For me personally, things went very well. I started almost every match and really raised my game in the second half of the campaign. I scored and set up goals in all competitions, which, when all is said and done, is what people measure you by. I also had the chance to gain some international experience in the Europa League, something that was extremely important to me.
It’s the biggest tournament in world football and everyone is looking forward to it. I believe we have the potential to go all the way.
You mentioned your strong second half of the season. What would you put that down to?
It’s quite simple really. When you arrive at a new club as a young player you need some time to get used to your new surroundings. Luckily, in my case it didn’t take me too long to settle. The coach had confidence in me and I put in some good performances in the first half of the season, something I was able to build on in 2010.
Having been named in the provisional squad for South Africa 2010, how would say preparations are going for the big event?
The mood within the squad is excellent and preparations are going really well. We’re now anxious for the tournament to start and can’t wait to get to get on the plane for South Africa. I try to do my best when I play, but ultimately it’s down to the coach to decide whether I‘m good enough.
How serious is the loss of your first-choice goalkeeper Rene Adler and captain Michael Ballack?
I think we’re still coming to terms with being without Michael. To lose a major figure like him is a huge blow for us, but there’s nothing we can do to change it. I still believe this team can be successful if we pull together. It is also very sad for Rene that he can’t be there, but we have some excellent keepers in the squad who can do a good job in his place. They have proved that time and again.
Competition for attacking midfield berths looks particularly intense with Toni Kroos, Mesut Ozil, Thomas Muller, Lukas Podolski, Piotr Trochowski and yourself all vying for places in the starting XI. What’s your take on that situation?
I think that our system, with two defensive and three attacking midfielders, suits me because that’s the system we use at Bremen. I’m also happy playing on either flank. My strength is going forward, where I can put my dribbling skills to good use, and that’s something the coach knows as well.
Two years ago you were also in the provisional squad for UEFA EURO 2008 but did not make the final 23. What’s your gut feeling this year?
I was in a totally different position then. I was coming straight from the 2. Bundesliga (the second tier in German football) and it was a dream for me to be named in the squad for the first time. Since then I’ve had two years experience in the top flight and have played in Europe. I don’t worry about it too much though, I just put everything into training and believe I’ll be there in South Africa.
What would a ticket to South Africa mean to you at the age of 21?

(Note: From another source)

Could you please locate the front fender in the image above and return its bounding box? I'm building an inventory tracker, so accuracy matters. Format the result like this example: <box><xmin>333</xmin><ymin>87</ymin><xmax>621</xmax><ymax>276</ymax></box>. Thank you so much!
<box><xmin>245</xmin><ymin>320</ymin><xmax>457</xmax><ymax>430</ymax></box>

I don’t think age really comes into it because a World Cup is something special for any player. It’s the biggest tournament in world football and everyone is looking forward to it. Moreover, I believe we have the potential to go all the way.
The game against Serbia will be special for me. I was born in the former Yugoslavia and have a lot of friends there.
How do you rate Group D opponents Australia, Serbia and Ghana?
I see Serbia as our main rivals. They were excellent in qualifying and are a very solid side who keep things tight at the back. They also have some great individuals so we don’t expect an easy time of it. Ghana did well at the African Cup of Nations and showed us what they can do in 2006, so they will be dangerous opponents. Australia will look to defend against us and make us take the game to them.
Is there any one game you’re particularly looking forward to?
The game against Serbia will be special for me of course. I was born in the former Yugoslavia and have a lot of friends there. I was a big fan of Yugoslavia as a child, so I hope we can both reach the knockout phase.
Who are your favourites for the title?
Spain have a very strong squad, as they showed at EURO 2008. They haven't changed very much since then so have to be among the favourites. That said, there are a number of good teams at the World Cup, including ourselves. Whatever happens, we’ll do all we can to achieve our goal.
Which player are you most looking forward to meeting in South Africa?
I hope that we come up against Portugal at some point during the tournament. It would be nice to play against my Bremen team-mate Hugo Almeida. If we knock them out of the tournament, we’ll have plenty to talk about back at our club next season (laughs).